The microfinance industry expects disbursements to bounce back to pre-Covid levels by the third quarter of this fiscal and growth to start coming in by Q4FY22 backed by a steady improvement in demand. The industry has already come back to nearly 90 per cent of pre-Covid levels in terms of disbursements in the second quarter of this fiscal.

According to Alok Misra, CEO and Director, MFIN (Microfinance Institutions Network) there has been an improvement in collection efficiency and if there is no further lockdowns due to Covid-19, which looks unlikely at the moment, the industry should be back on track by March 2022.

“In July-September quarter, we have achieved 90 per cent of the pre-Covid levels in terms of disbursements. We expect that in Q3, this will bounce back to pre-Covid levels and then there will be further improvement in disbursements in Q4 this fiscal,” Misra told BusinessLine .

Microfinance loan disbursals during Q2 of this fiscal improved significantly to ₹64,899 crore as compared to ₹31,261 crore in same period last year.
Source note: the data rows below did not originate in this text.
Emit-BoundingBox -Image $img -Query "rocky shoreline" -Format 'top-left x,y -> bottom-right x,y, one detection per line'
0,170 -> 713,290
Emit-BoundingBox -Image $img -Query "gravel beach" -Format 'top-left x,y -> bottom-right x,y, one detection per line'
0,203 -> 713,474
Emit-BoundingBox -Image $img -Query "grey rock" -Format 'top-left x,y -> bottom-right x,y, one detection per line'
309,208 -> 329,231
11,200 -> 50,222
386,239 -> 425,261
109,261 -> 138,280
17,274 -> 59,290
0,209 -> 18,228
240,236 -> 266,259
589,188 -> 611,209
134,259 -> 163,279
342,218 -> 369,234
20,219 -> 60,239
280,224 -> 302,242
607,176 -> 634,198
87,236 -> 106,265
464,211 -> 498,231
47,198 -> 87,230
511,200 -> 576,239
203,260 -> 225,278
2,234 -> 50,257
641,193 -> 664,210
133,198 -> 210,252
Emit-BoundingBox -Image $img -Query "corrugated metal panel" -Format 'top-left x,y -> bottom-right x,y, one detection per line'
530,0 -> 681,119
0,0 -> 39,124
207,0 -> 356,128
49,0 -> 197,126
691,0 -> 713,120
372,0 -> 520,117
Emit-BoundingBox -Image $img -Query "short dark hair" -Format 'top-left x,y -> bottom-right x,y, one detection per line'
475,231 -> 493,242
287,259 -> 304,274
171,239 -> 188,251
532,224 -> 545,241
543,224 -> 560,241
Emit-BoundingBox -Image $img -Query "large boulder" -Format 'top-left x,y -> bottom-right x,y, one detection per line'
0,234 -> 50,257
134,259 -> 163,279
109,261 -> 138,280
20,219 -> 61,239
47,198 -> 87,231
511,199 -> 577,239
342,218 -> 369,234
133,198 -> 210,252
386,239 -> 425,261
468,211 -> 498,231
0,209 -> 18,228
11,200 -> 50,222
The number of loans disbursed during the quarter also increased to 1.85 crore as against 88 lakhs last year.

GLP growth

The gross loan portfolio (GLP) of the overall microfinance industry grew 5.16 per cent to ₹2,43,737 crore as on September 30, 2021 compared to ₹2,31,778 crore as on September 30, 2020.
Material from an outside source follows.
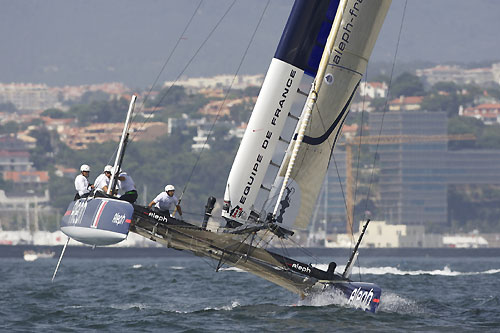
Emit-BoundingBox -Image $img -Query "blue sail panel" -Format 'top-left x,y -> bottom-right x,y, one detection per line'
274,0 -> 339,77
As on September 30, 2021, the microfinance industry served 5.65 crore unique borrowers through 10.52 crore loan accounts, the MFIN report said.

The GLP of NBFC-MFIs grew 15.45 per cent to ₹81,408 crore as on September 30, 2021 as compared to ₹70,512 crore a year ago.

On the recovery front, though there were some markets such as Assam and West Bengal which continue to have lower collection efficiency (marginally less than 90 per cent), some other States including Bihar, UP and parts of South India have seen collection efficiency close to 94-95 per cent, Misra said.

It is to be noted that nearly 65 per cent of the microfinance portfolio is concentrated in east, northeast and south regions. West Bengal has the highest average loan outstanding per unique borrower of ₹51,648 followed by Assam at ₹46,300.

“Collections have crossed 90 per cent but some specific states like Assam and West Bengal it is lower. But now even Assam is improving and we see overall collection efficiency improving further,” he said.